L’idea è che gli effetti saranno distopici se l’IA verrà calata in un “modello sbagliato”. Le macchine “allenano” la propria intelligenza sulla base della descrizione che l’uomo dà del problema, dei vincoli, degli strumenti a disposizione e del contesto. I bias cognitivi umani sono pertanto suscettibili di compromettere i risultati. Ad esempio, negli Stati Uniti si è impiegata l’IA per aiutare i giudici a fissare le cauzioni per gli imputati. L’algoritmo ha sistematicamente suggerito cauzioni più alte per persone di colore, perché i dati usati per addestrarlo derivavano da 30 anni di giudizi di magistrati americani con lo stesso pregiudizio.

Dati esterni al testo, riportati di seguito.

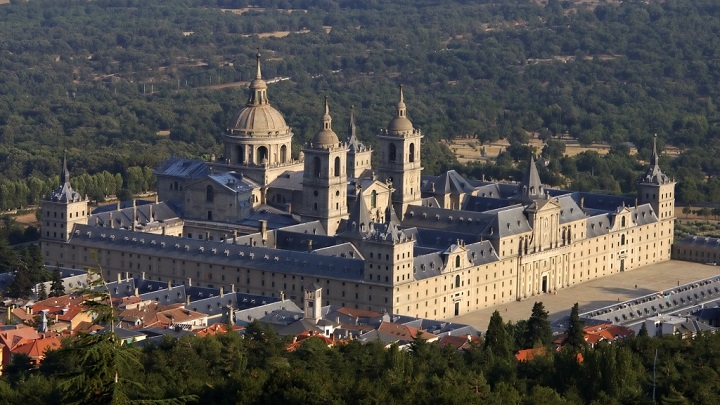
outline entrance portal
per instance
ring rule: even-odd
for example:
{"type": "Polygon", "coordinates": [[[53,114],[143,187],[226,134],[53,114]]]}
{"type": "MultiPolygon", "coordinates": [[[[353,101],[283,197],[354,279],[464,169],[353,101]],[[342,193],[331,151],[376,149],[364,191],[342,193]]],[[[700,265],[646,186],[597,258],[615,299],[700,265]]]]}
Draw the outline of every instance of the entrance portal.
{"type": "Polygon", "coordinates": [[[460,301],[455,303],[455,316],[460,315],[460,301]]]}
{"type": "Polygon", "coordinates": [[[625,259],[620,259],[620,271],[625,271],[625,259]]]}
{"type": "Polygon", "coordinates": [[[547,274],[542,276],[542,292],[543,293],[548,292],[548,276],[547,276],[547,274]]]}

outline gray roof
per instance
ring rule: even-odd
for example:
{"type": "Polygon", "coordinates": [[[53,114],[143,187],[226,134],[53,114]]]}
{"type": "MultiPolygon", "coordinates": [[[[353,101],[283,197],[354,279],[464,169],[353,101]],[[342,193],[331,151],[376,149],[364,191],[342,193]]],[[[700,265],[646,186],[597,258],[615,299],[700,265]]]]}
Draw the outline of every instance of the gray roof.
{"type": "MultiPolygon", "coordinates": [[[[207,176],[208,179],[212,180],[219,187],[226,189],[233,193],[247,193],[260,187],[256,182],[243,176],[242,173],[235,172],[224,172],[214,173],[207,176]]],[[[192,185],[188,185],[191,187],[192,185]]]]}
{"type": "Polygon", "coordinates": [[[280,190],[298,190],[302,191],[302,171],[284,171],[275,180],[270,182],[268,189],[280,189],[280,190]]]}
{"type": "Polygon", "coordinates": [[[167,159],[155,170],[155,176],[158,177],[165,176],[195,180],[200,180],[209,173],[210,168],[206,162],[178,157],[167,159]]]}
{"type": "MultiPolygon", "coordinates": [[[[413,261],[413,273],[416,280],[424,280],[426,278],[439,276],[445,266],[443,256],[453,252],[458,245],[452,244],[445,251],[436,251],[425,255],[415,256],[413,261]]],[[[482,241],[465,245],[467,250],[467,260],[473,266],[498,261],[499,258],[495,252],[495,248],[489,241],[482,241]]]]}
{"type": "Polygon", "coordinates": [[[76,224],[70,244],[288,274],[363,280],[363,261],[76,224]]]}
{"type": "Polygon", "coordinates": [[[455,170],[449,170],[439,176],[425,176],[422,183],[424,192],[434,194],[470,193],[474,189],[455,170]]]}
{"type": "Polygon", "coordinates": [[[252,321],[260,319],[268,323],[272,323],[272,321],[275,320],[276,323],[289,324],[302,319],[303,310],[291,300],[286,299],[284,301],[269,302],[265,305],[241,308],[235,311],[233,316],[235,324],[241,326],[247,326],[252,321]],[[270,316],[270,314],[276,315],[265,318],[270,316]],[[297,317],[297,319],[295,317],[297,317]]]}
{"type": "Polygon", "coordinates": [[[134,220],[136,220],[135,226],[138,229],[142,229],[147,226],[152,226],[153,223],[159,225],[168,221],[179,221],[180,216],[171,205],[165,202],[144,203],[136,205],[135,208],[130,206],[120,210],[116,209],[93,214],[88,218],[88,224],[105,228],[131,229],[134,220]],[[135,216],[133,216],[133,214],[135,214],[135,216]]]}
{"type": "Polygon", "coordinates": [[[495,210],[498,208],[507,207],[512,204],[514,204],[512,201],[504,198],[491,198],[471,195],[465,199],[463,210],[484,212],[488,210],[495,210]]]}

Secondo gli autori, per evitare che l’IA generi effetti distopici in relazione allo sviluppo sostenibile, occorre un cambio di paradigma che passa per tre linee di azione. Innanzitutto, fare in modo che le tecnologie a supporto degli obiettivi dell’Agenda 2030 pongano al centro l’intero ecosistema, e non l’uomo. Poi, superare la visione che considera scarse le risorse di capitale e lavoro e inalterabili e senza limiti quelle ambientali. Infine, accostare ai sistemi tradizionali di misurazione del progresso sistemi nuovi, capaci di valutare, oltre allo sviluppo economico, il benessere sociale e ambientale.